Businesses across the country are getting ready for new consumer laws that take effect next month.
From the 1 October, the Consumer Rights Act 2015 will update the laws governing every business selling directly to consumers. The changes streamline eight pieces of legislation into one and clarify businesses’ responsibilities to their customers.
Businesses of all shapes and sizes are preparing for the changes by reviewing their returns and complaints policies, checking their terms and conditions are compliant and training staff.
Free and easy to understand information is available online to help businesses get ready for the changes, including via the Business Companion website. Businesses can also speak directly to an advisor about the changes via the Business Support Helpline.
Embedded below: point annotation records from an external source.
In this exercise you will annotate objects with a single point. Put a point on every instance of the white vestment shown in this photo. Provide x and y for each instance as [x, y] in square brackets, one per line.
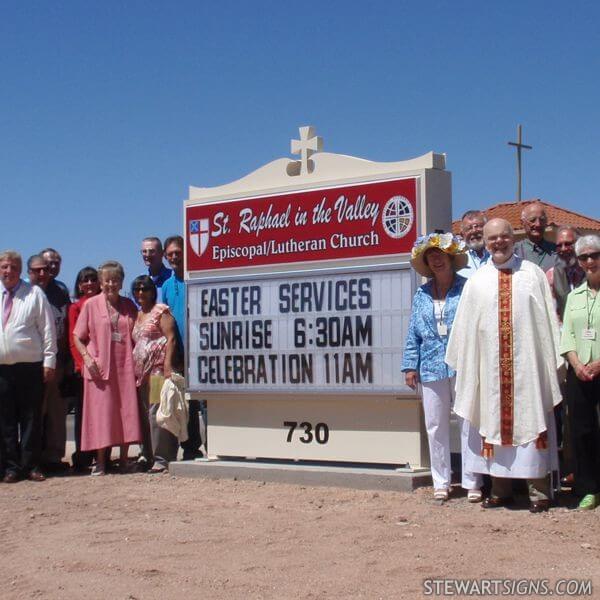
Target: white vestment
[474, 351]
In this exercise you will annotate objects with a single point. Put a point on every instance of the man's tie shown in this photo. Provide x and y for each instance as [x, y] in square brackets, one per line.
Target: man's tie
[7, 306]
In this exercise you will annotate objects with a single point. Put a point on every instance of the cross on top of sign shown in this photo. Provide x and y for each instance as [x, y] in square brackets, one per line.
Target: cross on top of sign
[306, 145]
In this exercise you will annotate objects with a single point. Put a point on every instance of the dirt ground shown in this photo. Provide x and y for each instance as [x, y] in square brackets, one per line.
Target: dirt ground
[147, 536]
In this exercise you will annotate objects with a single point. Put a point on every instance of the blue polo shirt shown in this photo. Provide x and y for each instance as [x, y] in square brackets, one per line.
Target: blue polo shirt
[162, 276]
[173, 295]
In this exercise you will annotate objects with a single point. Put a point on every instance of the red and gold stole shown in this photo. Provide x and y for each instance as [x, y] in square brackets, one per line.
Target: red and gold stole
[505, 341]
[505, 365]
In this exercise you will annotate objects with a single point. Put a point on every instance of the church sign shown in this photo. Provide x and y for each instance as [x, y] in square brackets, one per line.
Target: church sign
[299, 298]
[366, 219]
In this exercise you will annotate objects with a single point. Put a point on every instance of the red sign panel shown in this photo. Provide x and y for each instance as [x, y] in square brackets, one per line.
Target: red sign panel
[358, 220]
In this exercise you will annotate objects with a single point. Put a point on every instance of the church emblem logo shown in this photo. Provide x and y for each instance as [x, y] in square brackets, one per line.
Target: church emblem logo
[199, 235]
[397, 217]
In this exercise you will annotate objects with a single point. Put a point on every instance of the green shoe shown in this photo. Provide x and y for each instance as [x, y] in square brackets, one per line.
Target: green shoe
[589, 502]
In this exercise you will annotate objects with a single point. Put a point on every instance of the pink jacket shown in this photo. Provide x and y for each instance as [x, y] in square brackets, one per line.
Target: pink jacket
[93, 328]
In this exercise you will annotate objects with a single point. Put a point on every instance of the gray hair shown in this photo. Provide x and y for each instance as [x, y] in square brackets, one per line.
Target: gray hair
[111, 265]
[33, 258]
[567, 228]
[471, 214]
[587, 241]
[11, 255]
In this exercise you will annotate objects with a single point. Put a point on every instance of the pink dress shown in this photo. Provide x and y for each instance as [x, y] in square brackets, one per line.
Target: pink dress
[110, 407]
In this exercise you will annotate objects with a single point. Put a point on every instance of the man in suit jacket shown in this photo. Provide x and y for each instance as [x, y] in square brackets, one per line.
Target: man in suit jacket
[27, 360]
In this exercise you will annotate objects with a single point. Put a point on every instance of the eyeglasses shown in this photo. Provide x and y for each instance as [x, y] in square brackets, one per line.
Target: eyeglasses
[585, 257]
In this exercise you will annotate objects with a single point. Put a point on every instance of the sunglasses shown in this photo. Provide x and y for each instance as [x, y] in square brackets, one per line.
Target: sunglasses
[592, 255]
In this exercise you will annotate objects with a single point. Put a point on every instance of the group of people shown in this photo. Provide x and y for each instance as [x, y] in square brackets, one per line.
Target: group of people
[507, 334]
[490, 335]
[116, 355]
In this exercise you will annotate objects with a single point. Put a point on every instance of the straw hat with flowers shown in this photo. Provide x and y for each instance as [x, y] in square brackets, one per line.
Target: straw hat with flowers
[446, 242]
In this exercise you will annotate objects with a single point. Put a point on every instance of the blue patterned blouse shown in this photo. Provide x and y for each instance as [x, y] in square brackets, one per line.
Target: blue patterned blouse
[425, 349]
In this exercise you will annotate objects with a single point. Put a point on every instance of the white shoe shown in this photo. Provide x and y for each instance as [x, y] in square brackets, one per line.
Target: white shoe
[441, 494]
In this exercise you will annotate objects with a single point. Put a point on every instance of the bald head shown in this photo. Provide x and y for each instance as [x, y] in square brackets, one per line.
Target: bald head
[499, 240]
[534, 220]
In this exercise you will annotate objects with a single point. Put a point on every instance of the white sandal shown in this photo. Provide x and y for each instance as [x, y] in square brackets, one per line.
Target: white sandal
[441, 494]
[474, 496]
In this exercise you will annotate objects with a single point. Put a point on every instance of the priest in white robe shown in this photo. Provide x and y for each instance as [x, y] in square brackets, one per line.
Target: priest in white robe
[504, 346]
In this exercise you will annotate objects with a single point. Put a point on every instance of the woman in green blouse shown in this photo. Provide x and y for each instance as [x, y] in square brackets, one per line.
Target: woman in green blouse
[580, 344]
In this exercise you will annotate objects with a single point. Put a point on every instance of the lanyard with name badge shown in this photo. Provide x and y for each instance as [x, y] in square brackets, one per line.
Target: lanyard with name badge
[590, 332]
[115, 336]
[442, 328]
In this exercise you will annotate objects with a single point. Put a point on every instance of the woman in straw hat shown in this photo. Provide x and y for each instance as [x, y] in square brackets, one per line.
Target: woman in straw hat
[437, 256]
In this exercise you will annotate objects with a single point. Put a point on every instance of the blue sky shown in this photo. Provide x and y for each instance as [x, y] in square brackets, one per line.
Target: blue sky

Business Minister Nick Boles said: “I know that UK businesses care deeply about treating their customers well, because frankly, it makes business sense. That’s why we’re simplifying the law to make it easier for hardworking businesses to understand their responsibilities to customers and allowing consumers to shop with confidence.”
The key changes include:
- A 30-day time period to return faulty goods and get a full refund
- Consumers having a clear right to demand that substandard services are redone or failing that receive a price reduction
- Businesses getting written notice for routine inspections by public enforcers, such as Trading Standards
- Changes to make it easier for consumers and small businesses to get compensation when a business is acting in a way which isn’t competitive
- Consumers being able to challenge terms and conditions which are not fair or are hidden in the small print
- New rights for consumers to get a repair or a replacement of faulty digital content such as online films, games, music downloads and e-books
When a problem does occur, the Government is making it easier for disputes to be settled. From October, certified third party mediators, called Alternative Dispute Resolution (ADR) providers will be available to all businesses to help when a dispute cannot be settled directly with the consumer. The system offers a quicker and cheaper way of resolving disputes than going through the Courts. Until now, the service has only been available in certain sectors. Once the internal complaint process is exhausted, businesses must give the consumer details of a certified ADR provider and tell the consumer if they are willing to use them. Businesses do not have to use ADR unless they operate in a sector where existing legislation makes it mandatory such as financial services.